(Trinidad Express) Upgrades to the immigration system to assist with the detection of fraudulent passports and other travel documents is set to begin by January next year.
The technological improvements, which were approved by Cabinet in October include linking of the local Integrated Border Management System (IBMS) to the international Electronic Documentation Information System of Network (EDISON), which contains images of over 3,000 genuine and fake travel document samples from over 200 countries.
The database is expected to be used for verifying the security features of fraudulent passports.
In a release from the Ministry of National Security yesterday, Minister Jack Warner said to date “there have been no detected cases of counterfeiting or tampering with Trinidad and Tobago machine-readable passports, there have been attacks on the systems in other countries.
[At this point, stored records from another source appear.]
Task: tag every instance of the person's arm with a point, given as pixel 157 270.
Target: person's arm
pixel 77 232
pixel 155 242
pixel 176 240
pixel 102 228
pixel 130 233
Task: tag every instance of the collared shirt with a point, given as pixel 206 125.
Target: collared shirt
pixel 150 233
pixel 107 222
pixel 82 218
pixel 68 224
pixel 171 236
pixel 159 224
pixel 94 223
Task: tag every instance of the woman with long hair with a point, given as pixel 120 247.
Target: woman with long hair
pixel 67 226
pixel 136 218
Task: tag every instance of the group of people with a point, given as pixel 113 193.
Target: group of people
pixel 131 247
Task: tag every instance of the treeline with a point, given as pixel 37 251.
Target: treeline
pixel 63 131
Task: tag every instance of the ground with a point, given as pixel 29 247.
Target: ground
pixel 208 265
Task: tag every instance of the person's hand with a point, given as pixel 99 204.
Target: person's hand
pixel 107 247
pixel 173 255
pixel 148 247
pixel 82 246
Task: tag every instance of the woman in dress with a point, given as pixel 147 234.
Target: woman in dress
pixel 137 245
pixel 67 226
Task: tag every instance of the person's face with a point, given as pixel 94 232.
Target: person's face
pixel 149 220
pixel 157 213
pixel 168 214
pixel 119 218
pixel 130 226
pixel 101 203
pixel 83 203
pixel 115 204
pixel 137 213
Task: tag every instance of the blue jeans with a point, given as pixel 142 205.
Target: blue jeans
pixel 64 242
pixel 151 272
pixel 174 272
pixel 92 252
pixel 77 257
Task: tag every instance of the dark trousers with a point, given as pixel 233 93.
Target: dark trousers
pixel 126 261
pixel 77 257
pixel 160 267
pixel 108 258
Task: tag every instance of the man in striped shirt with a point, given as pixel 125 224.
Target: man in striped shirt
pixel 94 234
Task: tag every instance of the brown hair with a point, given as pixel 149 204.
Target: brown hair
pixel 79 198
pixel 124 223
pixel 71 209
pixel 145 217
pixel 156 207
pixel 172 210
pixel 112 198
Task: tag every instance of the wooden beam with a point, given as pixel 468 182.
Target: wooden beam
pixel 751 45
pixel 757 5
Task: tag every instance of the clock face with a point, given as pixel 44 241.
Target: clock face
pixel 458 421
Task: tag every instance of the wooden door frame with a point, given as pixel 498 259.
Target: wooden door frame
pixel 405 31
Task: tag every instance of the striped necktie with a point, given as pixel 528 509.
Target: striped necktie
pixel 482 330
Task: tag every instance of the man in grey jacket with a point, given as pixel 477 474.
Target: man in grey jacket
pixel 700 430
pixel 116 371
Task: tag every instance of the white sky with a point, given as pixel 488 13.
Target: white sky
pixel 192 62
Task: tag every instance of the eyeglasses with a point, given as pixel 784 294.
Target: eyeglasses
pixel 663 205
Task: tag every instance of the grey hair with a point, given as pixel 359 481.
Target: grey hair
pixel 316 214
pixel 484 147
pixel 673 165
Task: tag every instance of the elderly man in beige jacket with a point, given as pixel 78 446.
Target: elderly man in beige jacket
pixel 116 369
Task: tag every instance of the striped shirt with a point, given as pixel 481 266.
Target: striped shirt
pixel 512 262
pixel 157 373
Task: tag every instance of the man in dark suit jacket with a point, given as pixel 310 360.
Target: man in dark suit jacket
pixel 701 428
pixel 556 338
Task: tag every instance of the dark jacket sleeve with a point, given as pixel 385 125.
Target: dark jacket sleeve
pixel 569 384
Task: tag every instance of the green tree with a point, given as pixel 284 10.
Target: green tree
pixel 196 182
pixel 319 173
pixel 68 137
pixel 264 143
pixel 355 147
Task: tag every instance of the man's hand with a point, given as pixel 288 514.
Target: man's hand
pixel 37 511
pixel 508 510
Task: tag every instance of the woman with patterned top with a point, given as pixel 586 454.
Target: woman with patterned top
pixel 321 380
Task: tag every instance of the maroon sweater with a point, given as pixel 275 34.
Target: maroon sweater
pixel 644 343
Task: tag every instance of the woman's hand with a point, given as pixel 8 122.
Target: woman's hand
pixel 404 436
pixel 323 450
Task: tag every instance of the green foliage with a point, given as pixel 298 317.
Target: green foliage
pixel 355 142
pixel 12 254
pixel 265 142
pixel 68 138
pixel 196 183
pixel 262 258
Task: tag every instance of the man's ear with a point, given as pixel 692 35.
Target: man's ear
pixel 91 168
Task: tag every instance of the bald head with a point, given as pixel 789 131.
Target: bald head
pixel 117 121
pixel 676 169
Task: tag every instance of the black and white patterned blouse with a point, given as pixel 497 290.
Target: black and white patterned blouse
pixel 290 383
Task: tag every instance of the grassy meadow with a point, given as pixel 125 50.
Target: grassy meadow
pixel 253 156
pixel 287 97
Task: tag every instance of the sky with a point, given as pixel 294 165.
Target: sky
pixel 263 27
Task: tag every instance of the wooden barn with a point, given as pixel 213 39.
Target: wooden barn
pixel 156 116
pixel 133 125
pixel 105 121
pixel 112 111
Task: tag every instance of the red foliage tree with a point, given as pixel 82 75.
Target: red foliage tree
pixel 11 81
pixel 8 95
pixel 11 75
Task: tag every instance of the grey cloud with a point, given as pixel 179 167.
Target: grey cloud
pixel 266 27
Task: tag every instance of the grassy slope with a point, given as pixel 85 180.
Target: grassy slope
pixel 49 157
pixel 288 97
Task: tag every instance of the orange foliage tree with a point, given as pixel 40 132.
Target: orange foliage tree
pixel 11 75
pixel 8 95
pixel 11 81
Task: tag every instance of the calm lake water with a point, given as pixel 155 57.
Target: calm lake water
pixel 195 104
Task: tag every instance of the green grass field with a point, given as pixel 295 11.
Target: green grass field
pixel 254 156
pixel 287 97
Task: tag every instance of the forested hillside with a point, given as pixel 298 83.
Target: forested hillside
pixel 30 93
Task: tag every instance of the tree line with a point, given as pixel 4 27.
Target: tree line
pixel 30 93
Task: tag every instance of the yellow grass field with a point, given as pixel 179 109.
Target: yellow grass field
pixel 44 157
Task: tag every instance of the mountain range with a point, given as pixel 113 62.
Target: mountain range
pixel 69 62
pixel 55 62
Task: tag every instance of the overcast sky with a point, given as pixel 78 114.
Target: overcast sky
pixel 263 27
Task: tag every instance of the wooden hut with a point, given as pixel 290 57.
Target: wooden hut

Identity theft and the use of fraudulent documents are major components of the transnational crime problem. Therefore the upgrade of our technology will keep us ahead of the fraudsters where the T&T passports are concerned and will also assist in protecting against crimes involving the use of passports and travel documents from other countries.”
“The Immigration Division is already able to trace lost and stolen passports through a linkage with the Interpol Lost and Stolen Travel Documents Database. By linking to the EDISON system we will be able to better detect persons attempting to use fraudulent or counterfeit documents to enter Trinidad and Tobago or any of the other 200 countries that are in the EDISON network”.
The upgrade is scheduled to start in January 2013 and will also include the training and certification of Immigration Officers in Forensic Counterfeit Examination, and will be done through the IOM and the University of the West Indies.
The Edison system will complement the proposed E-Passport or digital passport which Warner said he hoped to have onstream by 2017.